The Mercedes driver also headed a dominant session for the German marque, who not only had the other Silver Arrow on the front row, but had six Mercedes-powered cars in the top six (!).
Although the 29-year-old could not improve on his final run, Hamilton’s previous effort of 1:24.109 was more than enough to stay ahead of teammate and title challenger Nico Rosberg. It also marked some relief for Hamilton, who had lost plenty of time during Friday practice with an electrical issue.

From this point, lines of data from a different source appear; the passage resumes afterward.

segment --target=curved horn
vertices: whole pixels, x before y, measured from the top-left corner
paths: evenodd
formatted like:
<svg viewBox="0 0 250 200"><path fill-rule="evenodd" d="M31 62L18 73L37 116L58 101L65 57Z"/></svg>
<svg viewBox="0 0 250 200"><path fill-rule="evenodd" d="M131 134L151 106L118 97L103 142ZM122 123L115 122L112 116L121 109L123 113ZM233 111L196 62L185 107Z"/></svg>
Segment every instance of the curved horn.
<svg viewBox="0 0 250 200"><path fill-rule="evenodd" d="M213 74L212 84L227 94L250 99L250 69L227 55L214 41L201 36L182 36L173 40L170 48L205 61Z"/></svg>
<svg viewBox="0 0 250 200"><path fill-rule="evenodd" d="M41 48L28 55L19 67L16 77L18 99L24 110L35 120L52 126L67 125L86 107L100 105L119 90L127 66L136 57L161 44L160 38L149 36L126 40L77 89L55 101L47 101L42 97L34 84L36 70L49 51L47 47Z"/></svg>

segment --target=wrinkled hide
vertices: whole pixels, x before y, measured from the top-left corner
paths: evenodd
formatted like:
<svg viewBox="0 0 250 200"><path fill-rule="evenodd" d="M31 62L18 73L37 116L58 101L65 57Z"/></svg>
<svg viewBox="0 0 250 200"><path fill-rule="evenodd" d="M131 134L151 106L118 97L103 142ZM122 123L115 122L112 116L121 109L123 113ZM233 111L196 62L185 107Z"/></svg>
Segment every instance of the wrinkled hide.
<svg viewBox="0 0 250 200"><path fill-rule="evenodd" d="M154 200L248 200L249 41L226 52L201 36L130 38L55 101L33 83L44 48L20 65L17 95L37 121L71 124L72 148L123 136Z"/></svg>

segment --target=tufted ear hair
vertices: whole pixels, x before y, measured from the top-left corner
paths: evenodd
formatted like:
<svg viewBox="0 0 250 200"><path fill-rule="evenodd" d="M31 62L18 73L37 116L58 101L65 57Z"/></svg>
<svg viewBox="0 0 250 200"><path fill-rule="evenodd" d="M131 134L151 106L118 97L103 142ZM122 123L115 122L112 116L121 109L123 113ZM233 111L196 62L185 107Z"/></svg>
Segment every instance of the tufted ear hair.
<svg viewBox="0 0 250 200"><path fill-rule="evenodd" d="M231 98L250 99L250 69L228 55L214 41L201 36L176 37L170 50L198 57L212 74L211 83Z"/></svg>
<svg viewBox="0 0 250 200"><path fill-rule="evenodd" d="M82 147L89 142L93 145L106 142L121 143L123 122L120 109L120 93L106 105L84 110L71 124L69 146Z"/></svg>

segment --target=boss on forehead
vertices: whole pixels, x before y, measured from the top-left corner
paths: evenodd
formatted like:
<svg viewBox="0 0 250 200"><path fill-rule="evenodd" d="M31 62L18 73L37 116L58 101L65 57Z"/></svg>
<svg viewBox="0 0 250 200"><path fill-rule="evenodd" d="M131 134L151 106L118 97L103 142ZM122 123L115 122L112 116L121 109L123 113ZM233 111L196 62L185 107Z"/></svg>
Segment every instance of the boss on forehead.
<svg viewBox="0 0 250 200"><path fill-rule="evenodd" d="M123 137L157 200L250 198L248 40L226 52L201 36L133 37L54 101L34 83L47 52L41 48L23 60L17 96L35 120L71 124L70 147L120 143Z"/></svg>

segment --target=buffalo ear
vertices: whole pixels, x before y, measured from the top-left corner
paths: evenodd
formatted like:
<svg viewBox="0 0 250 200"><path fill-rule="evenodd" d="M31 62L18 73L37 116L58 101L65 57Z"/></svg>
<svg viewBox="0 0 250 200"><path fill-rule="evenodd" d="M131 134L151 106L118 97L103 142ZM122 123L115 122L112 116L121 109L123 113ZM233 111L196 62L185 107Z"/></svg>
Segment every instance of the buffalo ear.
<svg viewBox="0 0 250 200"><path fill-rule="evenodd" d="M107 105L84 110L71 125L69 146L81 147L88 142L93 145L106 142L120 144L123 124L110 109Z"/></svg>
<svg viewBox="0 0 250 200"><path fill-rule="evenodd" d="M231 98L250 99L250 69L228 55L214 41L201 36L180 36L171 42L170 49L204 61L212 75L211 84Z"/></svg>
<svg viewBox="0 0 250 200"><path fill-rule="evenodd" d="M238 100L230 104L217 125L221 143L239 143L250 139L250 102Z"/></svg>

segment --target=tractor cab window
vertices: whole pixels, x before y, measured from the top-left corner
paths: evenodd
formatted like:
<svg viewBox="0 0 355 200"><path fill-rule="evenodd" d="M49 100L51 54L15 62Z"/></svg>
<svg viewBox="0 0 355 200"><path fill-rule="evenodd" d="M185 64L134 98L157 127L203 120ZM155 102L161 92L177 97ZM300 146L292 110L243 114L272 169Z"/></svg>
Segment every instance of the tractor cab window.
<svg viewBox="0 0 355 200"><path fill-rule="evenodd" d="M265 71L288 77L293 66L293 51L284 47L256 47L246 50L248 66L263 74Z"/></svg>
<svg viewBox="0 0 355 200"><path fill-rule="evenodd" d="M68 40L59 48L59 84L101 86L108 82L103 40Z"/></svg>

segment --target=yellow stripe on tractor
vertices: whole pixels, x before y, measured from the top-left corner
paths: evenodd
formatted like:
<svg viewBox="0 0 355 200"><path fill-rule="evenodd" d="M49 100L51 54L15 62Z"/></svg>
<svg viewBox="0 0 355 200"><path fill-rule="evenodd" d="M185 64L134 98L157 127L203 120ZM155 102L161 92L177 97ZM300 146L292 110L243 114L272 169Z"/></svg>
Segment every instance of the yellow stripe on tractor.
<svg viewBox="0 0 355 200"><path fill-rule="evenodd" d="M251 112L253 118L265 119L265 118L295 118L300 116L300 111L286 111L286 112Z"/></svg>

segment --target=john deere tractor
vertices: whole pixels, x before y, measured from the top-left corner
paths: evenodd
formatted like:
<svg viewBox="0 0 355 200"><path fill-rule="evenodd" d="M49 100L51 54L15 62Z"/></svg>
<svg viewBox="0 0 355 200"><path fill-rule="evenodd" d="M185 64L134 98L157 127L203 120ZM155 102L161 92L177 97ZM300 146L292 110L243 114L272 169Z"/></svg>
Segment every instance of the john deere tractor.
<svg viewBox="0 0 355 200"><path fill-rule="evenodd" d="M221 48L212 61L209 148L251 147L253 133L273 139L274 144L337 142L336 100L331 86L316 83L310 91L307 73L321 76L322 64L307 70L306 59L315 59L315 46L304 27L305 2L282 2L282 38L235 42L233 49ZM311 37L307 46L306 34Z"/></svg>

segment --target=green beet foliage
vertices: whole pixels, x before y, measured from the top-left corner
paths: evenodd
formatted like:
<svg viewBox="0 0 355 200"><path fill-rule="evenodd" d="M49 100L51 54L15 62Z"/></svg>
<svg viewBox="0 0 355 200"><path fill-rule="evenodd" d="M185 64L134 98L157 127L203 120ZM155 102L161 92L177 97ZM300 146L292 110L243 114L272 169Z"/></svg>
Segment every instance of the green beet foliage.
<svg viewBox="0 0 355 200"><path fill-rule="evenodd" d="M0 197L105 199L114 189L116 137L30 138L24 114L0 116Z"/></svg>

With the track markedly losing pace as the final qualifying session aged, Rosberg’s minor improvement in his second Q3 run left him over a quarter-of-a-second shy of Hamilton. The German who went ‘purple’ in the first sector of his last qualifying run, then dropped a chunk of time in the middle sector, nullifying his threat instantly.
Valtteri Bottas lines up 3rd with Williams teammate Felipe Massa alongside; however the Martini-sponsored cars were still 0.5s and 0.7s adrift of the pole time come the chequered flag.
Mercedes power completed the rout as Kevin Magnussen and Jenson Button rounded out the third row.
Ferrari’s Fernando Alonso could do no better than 7th for an Italian crown desperate for some success. The Spaniard improved on his final run, setting a 1:25.430, some six-thousandths quicker than reigning world champion Sebastian Vettel (Red Bull).
Judging by the slightly lacklustre Renault –power unit, it is unlikely that the second Red Bull of Daniel Ricciardo will repeat his famous win at Spa-Francorchamps. The Australian took 9th, just ahead of the leading Force India on Sergio Perez.
Daniil Kvyat was the first out come the end of Q2; however the Russian will start from 21st after he incurred a penalty for switching to his sixth power unit of the season.
Kimi Raikkonen and Jean-Eric Vergne therefore move up to the sixth row. Nico Hulkenberg (13th), heads both Sauber’s of Adrian Sutil and Esteban Gutierrez, while Pastor Maldonado rounds out row eight.
Romain Grosjean missed much of Q1 due to a mechanical glitch. The Frenchman managed a single run which allowed him to take 17th on the grid, ahead of the returning Kamui Kobayshi (Caterham) and Marussia pairing Jules Bianchi (19th) and Max Chilton (20th).
Marcus Ericsson had qualified last, but will be required to start from the pitlane after it was adjudged he had ignored double-waved yellow flags.